(Edited highlights of the panel's review)
NATASHA WALTER:
The play is misconceived from start to finish. Historically, it seems weightless. This is meant to be 1920, yet the whole events of the revolution, the cataclysm that Russia had been through was presented as a continuation of the financial embarrassment the Chekhovian gentry go through, and a visit to the opera might cheer up Sonya. Brian wants to get the level of intimacy that Chekhov gets in his plays, but in Chekhov plays the characters have a historical weight of relationship behind them and you are introduced to them at a moment of crisis, they have known each other for years. He wants to make us believe he can reach that level of intimacy between the characters as they are tippling vodka in a seedy cafe.

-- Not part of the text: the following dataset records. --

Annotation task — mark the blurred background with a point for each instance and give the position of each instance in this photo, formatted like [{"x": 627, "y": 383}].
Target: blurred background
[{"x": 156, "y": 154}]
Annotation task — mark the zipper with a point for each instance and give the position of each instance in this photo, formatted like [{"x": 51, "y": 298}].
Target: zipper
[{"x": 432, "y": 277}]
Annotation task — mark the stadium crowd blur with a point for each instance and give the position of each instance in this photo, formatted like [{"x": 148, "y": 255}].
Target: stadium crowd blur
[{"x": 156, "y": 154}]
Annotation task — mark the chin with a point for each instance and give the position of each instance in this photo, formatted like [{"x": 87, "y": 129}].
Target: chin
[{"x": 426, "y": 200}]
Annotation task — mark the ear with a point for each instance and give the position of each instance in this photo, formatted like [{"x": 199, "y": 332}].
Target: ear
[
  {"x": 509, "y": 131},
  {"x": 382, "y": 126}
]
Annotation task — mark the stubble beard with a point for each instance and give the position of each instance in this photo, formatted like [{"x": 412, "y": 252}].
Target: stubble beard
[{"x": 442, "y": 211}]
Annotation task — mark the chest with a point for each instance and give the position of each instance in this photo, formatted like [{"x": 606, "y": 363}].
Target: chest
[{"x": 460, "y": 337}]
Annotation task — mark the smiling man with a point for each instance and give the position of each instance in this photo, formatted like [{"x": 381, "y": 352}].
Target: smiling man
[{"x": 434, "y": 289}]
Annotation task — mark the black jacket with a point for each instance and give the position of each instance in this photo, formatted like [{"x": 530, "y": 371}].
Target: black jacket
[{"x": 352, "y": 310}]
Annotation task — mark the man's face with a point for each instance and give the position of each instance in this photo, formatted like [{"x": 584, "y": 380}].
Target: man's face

It is unconvincing and null, there is a great deal of confession but very little feeling. The idea of hitching your characters on to another writer's emotional hinterland is a cheap trick.
ADAM MARS-JONES:
In Chekhov, people tell lies to themselves rather than each other. Chekhov is an unsentimental writer that other writers tend to get sentimental about. I felt there were subtle corruptions of Chekhov's themes. Uncle Vanya ends with Sonya's speech about endurance. In this there are several references to the cardinal virtue of fortitude, which is Catholic dogma. It seemed the Russian in this had been leached away by the process and it is not theatrically interesting. Hurt has the hardest time, charm to the Max, but no part to play.
MARK KERMODE:
It was possible to almost ignore the play. The best thing about it was watching John Hurt. It is always a pleasure to see him in the flesh because he is a fantastic performer, but you realise you are watching John Hurt, rather than a play in 1920. It felt very much like a footnote, an afterthought, as the title suggest, and whimsical to the point of why bother. Worth seeing to see the performance. It was not going anywhere, they didn't know what it was meant to be doing. When you end up just watching the performances and thinking that's a nice touch, it means the play isn't working.